Большой интерес представляют страницы "Шлиссельбургской станции", на которых запечатлены слухи и впечатления о "государевой тюрьме", порожденные ее мрачным видом в сознании местных обывателей. Жена станционного смотрителя выбалтывает проезжему тайны тюремного замка:
"Не пройдет месяца, чтобы не привезли в эту проклятую крепость на острове какого-нибудь бедненького арестанта... Приедут всегда ночью и прямо на берег, жандармы и близко не подпускают; фельдъегерь крикнет с берегу - с крепости зарычит каким-то дивным голосом, приедет катер; сядут, поедут и бедняжка как в воду канет... Съезжают оттуда солдаты, да редко, и на тех человечьего виденья нет: худы, да тощи, да бледны, - и они, бедняжечки, там на затворе. Спросим, ничего не говорят; а станем пытаться, так я не раз видела, как иного дрожь возьмет, а все ни толку не добьешься. Видно, что страшно... Говорят, что там тюрьмы как колодцы: ни свету божьего, ни земли, ни воздуху; думаю, как в могиле; каждый сам по себе и ни встать, ни сесть, ни лечь. Есть подают в окошечко, и бедняжечки не слышат никогда ни голоса, ни лица не видят человечьего: только он да часовые кругом..." (8, 545-546). Жалость и доброжелательность по отношению к государственным преступникам, которые звучат в голосе рассказчицы, автор не раз имел возможность испытать на себе со стороны простого народа.

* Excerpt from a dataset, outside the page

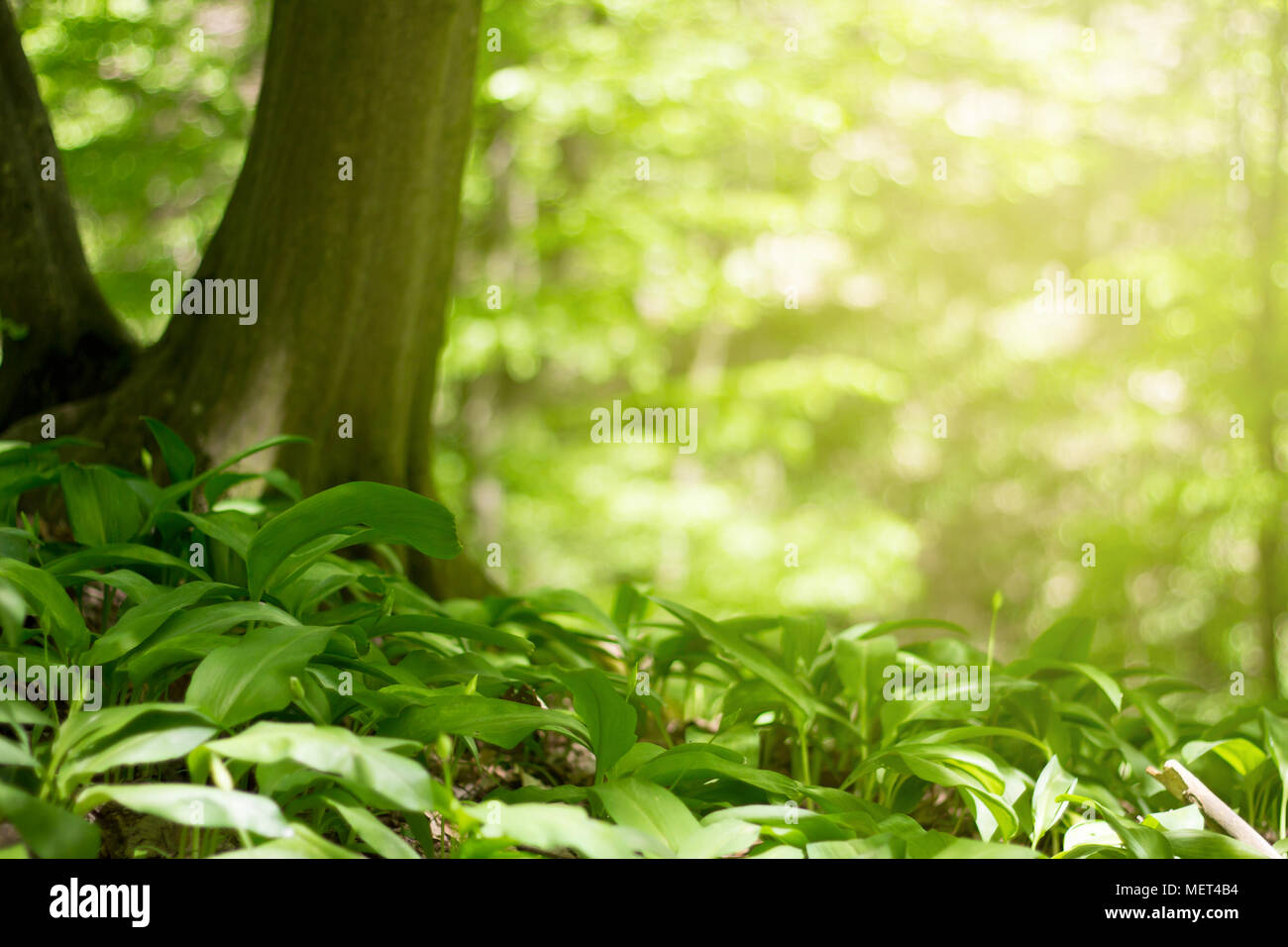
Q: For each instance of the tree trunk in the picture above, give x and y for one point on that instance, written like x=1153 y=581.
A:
x=73 y=347
x=1265 y=224
x=352 y=275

Под воздействием вида крепости, рассказа хозяйки и чтения Стерна героя охватывает мрачное настроение: "Мне кажется, что Шлиссельбург уже обхватывает меня и душит меня как свою добычу". Тайный заговорщик, умышляющий заговор против царя и самодержавия, он понимает, что сам может в один прекрасный день стать одним из заключенных Шлиссельбурга: "Так, - сказал я сам себе шепотом, боясь, чтобы меня не подслушали. - Я имею полное право ужасаться мрачных стен этой ужасной темницы. За мной есть такая тайна, которой малейшая часть, открытая правительству, приведет меня к этой великой пытке. Я всегда думал только о казни, но сегодня впервые явилась мысль о заключении" (8, 548).
Герой отказывается от счастья с любимой женщиной, не желая обрекать ее на судьбу вдовы при живом муже, какими были впоследствии многие жены заключенных декабристов.

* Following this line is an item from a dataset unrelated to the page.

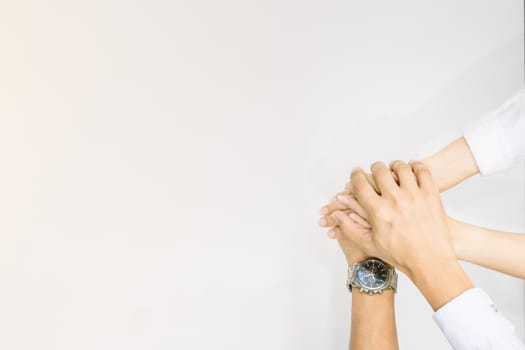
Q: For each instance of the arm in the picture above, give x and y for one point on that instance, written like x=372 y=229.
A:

О том, что в повести Н.Бестужева очень много личного, говорит один из приведенных им фактов: "Года три или четыре назад, познакомясь с комендантом Шлиссельбургской крепости, я отвечал на зов его к себе в гости, что постараюсь сделать какую-нибудь шалость, за которую провинность доставят меня к нему на казенный чет" (8, 548). М.Бестужев вспоминает об аналогичном разговоре своего брата со шлиссельбургским комендантом: "С братом Николаем он где-то познакомился, и когда Путалов стал его приглашать к себе в Шлиссельбург, то брат, смеючись, отвечал, что "непременно приедет, а ежели задумает не приехать, то привезут"... Этот намек, пропущенный им без внимания, Путалов припомнил при нашем ему представлении (8, 137).
По мемуарам М.Бестужева, после года заключения в Шлиссельбурге "около половины сентября (1627 г.) нас четверых: Барятинского, Горбачевского, меня и брата свели вместе, заковали в ножные железа и отправили в Сибирь" (8, 138).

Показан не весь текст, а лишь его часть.